2

I need to substitute \x0d\x0a to \x2c\x0d\x0a in a file

The following does not do anything:

awk '{if NR> 1 {gsub(/\x0D\x0A/,"\x2C\x0D\x0A"); print}}' test.csv > testfixed.csv
$ xxd test.csv
00000e0: 350d 0a45 4941 2d39 3330 2c44 6169 6c79  5..EIA-930,Daily
00000f0: 2c4e 5949 532c 2c55 5443 302c 3030 3132  ,NYIS,,UTC0,0012
kvantour
  • 25,269
  • 4
  • 47
  • 72
daimne
  • 47
  • 1
  • 6

2 Answers2

3

You are trying to make a substitution of the hex string \x0D\x0A which is nothing more than CRLF or \r\n.
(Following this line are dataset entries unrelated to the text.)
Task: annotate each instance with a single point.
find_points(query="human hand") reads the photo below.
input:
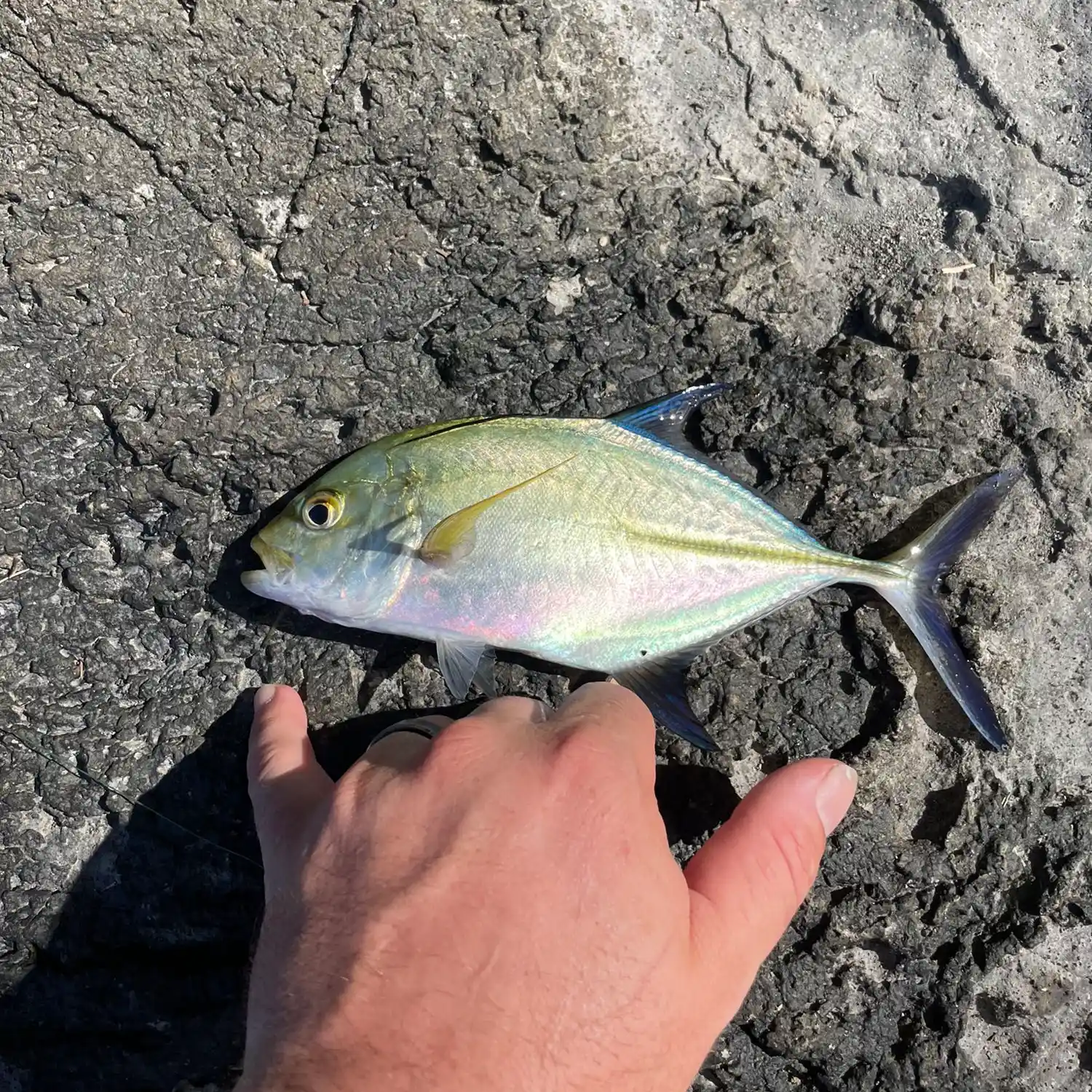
(499, 909)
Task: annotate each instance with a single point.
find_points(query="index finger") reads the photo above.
(609, 716)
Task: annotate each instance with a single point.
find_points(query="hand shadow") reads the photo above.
(142, 981)
(142, 984)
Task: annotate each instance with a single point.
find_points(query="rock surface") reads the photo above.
(242, 237)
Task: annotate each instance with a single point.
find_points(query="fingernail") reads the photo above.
(264, 696)
(834, 795)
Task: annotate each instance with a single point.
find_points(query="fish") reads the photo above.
(605, 544)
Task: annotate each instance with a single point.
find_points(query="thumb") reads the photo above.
(749, 879)
(286, 781)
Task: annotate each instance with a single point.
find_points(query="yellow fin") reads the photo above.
(452, 539)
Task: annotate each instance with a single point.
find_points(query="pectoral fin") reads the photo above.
(661, 685)
(452, 539)
(463, 662)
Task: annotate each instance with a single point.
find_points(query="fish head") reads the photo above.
(330, 553)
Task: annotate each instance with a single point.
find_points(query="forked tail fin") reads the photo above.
(926, 561)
Since by default splits its records on the <newline> character (which is LF), you actually never have to try to match your <newline> character \n (or \x0a). So all you need to do is substitute \r into ,\r (0x2c is the hex value of ,). So this should do the trick:

awk '(NR>1){sub("\r$",",\r"); print}' file

So why was your script failing?

As mentioned before, works in records and the default record separator is the <newline> character. This means that the <newline> character, also written as \n and having hexadecimal value \x0a, is never part of the record $0. Also, the print statement automatically adds its record output separator ORS after the record. By default this is again the <newline> character. So you did not have to try to substitute that. All you had to do was:

awk 'NR > 1 {sub(/\x0D$/,"\x2C\x0D"); print}' test.csv > testfixed.csv

So is it possible to substitute by means of its hexacedimal values?

Yes, clearly it is!

echo -n "Hello World" | awk 'sub(/\x57\x6f\x72\x6c\x64/,"\x43\x6f\x77")'

But how can I change <newline>?

You can just redefine the output record separator ORS:

awk -v ORS="whatever" '1'

Also, using GNU awk, you can follow glenn jackman's solution.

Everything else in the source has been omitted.